Podcasts sind in aller Ohren. Jeder dritte Deutsche hört inzwischen mindestens einmal pro Woche Podcast. Das besagt der Online Audio Monitor der Bayerischen Landeszentrale für neue Medien (BLM). Tendenz steigend, auch was die Werbeumsätze angeht. Für 2022 geht der Bundesverband digitale Wirtschaft von einem weiteren Wachstum von über 20 Prozent für den gesamten Online-Audio-Bereich aus. Dies entspricht einem prognostizierten Gesamtumsatz von 110 Millionen Euro. Die Umsätze für Podcast-Werbung werden dabei mit 39 Millionen Euro und einem Anstieg von 30 Prozent überproportional besser abschneiden. Attraktiv für die Marketingkommunikation sind Podcasts deshalb, weil sie Nähe zu den Nutzern herstellen können und sich damit besonders für den Aufbau von Emotionen eignen. Das belegt eine Gemeinschaftsstudie  von Mediaplus, september Strategie & Forschung und der University of Florida zur emotionalen Wirkung von Podcasts, die die Forschungspartner Im Rahmen des bvm-Kongresses 2022 präsentiert haben.

Doch nur wer weiß, welche Emotionen er mit seiner Markenbotschaft auslösen will, und welche Podcasts genau diese Affekte erzeugen, kann das Audioformat genau wie andere Medien umfeldbasiert für seine Werbeplanung nutzen. Anhand einer genauen Emotionsanalyse wird erkennbar, an welchen Stellschrauben gedreht werden muss, um das Publikum und die potentiellen Kund:innen abzuholen. Aufgrund dessen stand im Fokus der innovativen Grundlagestudie, wie Podcasts wirken und welche Emotionen dabei eine Rolle spielen. Wo es um das Aufdecken von Emotionen und unbewusster Zustände oder Motive geht, stoßen klassische explizite Methoden der Markt- und Medienforschung wie Befragungen an ihre Grenzen. Was unbewusst wirkt, lässt sich auch nur auf unbewusster Ebene (implizit) ergründen. Für ihren „Emotional Check“ wählten die Forschenden ein mehrstufiges multimethodisches Studiendesign. Der gewählte Mixed-Methods-Ansatz der Untersuchung erlaubt eine Verknüpfung von Emotionsdaten und Marketing- und Media-KPIs und damit einen tiefergehenden Einblick, wie Unternehmen Podcasts strategisch für ihre Kommunikation einsetzen können.

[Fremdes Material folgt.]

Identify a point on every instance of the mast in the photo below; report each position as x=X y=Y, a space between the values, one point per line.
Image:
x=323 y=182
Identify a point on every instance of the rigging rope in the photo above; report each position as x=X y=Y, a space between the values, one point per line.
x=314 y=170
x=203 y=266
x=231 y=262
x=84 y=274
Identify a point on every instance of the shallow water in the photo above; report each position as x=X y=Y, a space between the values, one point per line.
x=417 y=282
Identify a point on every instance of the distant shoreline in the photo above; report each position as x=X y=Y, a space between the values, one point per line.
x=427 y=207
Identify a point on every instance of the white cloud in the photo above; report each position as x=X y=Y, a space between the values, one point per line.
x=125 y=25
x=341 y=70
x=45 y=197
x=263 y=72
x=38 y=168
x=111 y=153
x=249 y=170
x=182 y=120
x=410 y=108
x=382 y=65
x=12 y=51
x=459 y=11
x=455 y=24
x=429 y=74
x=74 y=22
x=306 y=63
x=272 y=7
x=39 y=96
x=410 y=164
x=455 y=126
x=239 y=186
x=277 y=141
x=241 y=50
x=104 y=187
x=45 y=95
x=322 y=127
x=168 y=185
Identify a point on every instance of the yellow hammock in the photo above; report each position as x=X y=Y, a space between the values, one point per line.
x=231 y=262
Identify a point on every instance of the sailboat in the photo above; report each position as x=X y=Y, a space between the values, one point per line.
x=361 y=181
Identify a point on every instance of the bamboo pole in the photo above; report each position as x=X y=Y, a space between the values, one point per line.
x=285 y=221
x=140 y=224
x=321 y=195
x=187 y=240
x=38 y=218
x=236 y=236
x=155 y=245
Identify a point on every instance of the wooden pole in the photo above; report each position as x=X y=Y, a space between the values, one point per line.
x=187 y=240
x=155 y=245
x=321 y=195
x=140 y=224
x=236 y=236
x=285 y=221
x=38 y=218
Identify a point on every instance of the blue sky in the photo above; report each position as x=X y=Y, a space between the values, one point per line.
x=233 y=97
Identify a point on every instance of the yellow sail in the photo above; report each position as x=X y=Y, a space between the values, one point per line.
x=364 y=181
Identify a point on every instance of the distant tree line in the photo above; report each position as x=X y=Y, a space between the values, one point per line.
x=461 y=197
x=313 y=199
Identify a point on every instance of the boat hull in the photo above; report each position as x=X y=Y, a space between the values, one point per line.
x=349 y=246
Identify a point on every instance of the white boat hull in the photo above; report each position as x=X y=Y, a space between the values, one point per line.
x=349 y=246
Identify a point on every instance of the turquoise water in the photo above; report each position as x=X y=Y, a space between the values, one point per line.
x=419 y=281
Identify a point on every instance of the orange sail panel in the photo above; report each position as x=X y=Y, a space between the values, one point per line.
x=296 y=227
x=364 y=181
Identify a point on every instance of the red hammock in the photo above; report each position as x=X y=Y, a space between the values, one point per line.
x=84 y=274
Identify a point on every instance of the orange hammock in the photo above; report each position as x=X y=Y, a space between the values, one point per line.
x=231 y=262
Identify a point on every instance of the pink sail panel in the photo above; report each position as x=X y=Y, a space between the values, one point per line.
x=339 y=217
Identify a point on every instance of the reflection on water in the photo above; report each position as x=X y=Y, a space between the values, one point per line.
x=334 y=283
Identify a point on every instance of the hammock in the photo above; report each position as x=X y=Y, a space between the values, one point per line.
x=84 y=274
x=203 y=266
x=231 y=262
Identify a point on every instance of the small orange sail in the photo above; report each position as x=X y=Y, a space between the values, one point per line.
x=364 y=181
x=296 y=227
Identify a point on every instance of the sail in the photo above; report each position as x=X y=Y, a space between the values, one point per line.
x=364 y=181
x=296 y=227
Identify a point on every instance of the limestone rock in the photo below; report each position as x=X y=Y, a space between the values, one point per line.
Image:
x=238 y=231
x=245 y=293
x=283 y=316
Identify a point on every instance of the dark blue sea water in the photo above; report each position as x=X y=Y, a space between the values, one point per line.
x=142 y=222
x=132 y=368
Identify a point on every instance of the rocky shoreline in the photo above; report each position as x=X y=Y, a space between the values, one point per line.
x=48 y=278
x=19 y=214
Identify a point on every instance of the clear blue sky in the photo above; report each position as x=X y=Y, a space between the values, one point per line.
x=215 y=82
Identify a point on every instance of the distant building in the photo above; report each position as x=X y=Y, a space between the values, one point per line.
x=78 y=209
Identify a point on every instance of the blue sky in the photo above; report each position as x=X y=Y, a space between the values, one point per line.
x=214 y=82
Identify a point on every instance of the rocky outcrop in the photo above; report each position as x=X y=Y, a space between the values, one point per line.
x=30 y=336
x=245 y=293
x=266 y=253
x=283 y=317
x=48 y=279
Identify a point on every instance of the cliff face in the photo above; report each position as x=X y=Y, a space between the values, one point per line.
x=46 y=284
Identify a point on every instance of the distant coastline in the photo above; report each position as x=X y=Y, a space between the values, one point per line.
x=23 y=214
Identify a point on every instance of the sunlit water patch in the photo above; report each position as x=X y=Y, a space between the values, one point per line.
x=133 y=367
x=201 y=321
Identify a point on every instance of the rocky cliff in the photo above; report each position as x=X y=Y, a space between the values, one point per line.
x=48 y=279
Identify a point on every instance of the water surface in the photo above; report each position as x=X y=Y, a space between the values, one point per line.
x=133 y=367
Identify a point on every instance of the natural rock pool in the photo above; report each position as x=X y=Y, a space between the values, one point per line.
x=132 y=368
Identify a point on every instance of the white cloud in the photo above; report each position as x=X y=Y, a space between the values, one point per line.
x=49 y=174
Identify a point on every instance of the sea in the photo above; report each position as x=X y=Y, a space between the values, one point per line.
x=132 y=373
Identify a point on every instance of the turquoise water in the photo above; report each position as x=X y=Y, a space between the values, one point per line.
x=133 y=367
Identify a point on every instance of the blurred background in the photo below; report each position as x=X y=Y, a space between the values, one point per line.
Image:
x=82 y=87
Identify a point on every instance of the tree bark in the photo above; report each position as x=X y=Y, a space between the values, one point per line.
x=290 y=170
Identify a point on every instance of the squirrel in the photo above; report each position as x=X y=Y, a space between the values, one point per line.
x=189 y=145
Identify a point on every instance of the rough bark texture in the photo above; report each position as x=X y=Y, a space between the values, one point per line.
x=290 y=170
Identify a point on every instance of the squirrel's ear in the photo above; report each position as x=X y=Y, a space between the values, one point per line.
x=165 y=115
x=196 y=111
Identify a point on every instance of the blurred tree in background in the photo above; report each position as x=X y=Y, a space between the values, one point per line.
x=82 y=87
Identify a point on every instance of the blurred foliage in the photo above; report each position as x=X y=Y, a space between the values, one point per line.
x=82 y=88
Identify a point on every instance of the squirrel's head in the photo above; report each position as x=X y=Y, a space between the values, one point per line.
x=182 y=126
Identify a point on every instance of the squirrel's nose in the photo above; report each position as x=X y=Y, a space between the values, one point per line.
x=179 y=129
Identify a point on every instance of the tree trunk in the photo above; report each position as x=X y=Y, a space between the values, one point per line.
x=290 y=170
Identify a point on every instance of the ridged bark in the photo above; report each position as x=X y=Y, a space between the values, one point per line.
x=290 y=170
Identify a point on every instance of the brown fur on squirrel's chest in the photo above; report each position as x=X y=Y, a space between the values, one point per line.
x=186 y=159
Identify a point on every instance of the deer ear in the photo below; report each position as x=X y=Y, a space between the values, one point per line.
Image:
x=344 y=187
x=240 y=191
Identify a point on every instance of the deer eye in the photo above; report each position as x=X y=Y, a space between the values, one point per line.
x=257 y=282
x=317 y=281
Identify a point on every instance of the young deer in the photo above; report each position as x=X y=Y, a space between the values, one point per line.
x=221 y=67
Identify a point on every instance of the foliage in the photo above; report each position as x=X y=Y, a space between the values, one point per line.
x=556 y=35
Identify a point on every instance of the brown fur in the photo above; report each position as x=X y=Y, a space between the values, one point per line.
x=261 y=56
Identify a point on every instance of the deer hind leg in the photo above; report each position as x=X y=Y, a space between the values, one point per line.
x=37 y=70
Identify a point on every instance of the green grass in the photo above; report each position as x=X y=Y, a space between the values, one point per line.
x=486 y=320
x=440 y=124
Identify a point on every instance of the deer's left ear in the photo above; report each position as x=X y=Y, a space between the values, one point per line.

Unter die Lupe kamen Unterhaltungspodcasts (z.B. „Lästerschwestern“, „Fest & Flauschig“) ebenso wie Wissenspodcasts (unter anderem „Zeit Geschichte“ , „Lage der Nation“).

Insgesamt 100 Testpersonen ließen sich verkabeln. Wie sich Herzschlag (EKG), Hautleitwert (EDA), Gesichtsmuskeln (EMG) und Pulsvolumen (PVA) beim Hören der Audiobeiträge verändern, bildet die Basis für die Berechnung der sieben marktrelevanten emotionalen KPIs: Attraktion, Sympathie, Relevanz, Reflexion, Nähe, Vertrauen und Stress. In tiefenpsychologischen Interviews ermittelte das Forschungsteam im Anschluss, welche Emotionen hinter den körperlichen Reaktionen stecken. Explizite Daten aus dem von der University of Florida entwickelten Fragebogen wurden im Anschluss mit den implizit erhobenen Daten aggregiert. Auf Basis aller Erkenntnisse gab es dann eine deutschlandweite Repräsentativbefragung mit 900 Personen, um Podcasts hinsichtlich ihrer Marken- und Werbewahrnehmung sowie ihrer Rolle in der Consumer Journey zu bewerten.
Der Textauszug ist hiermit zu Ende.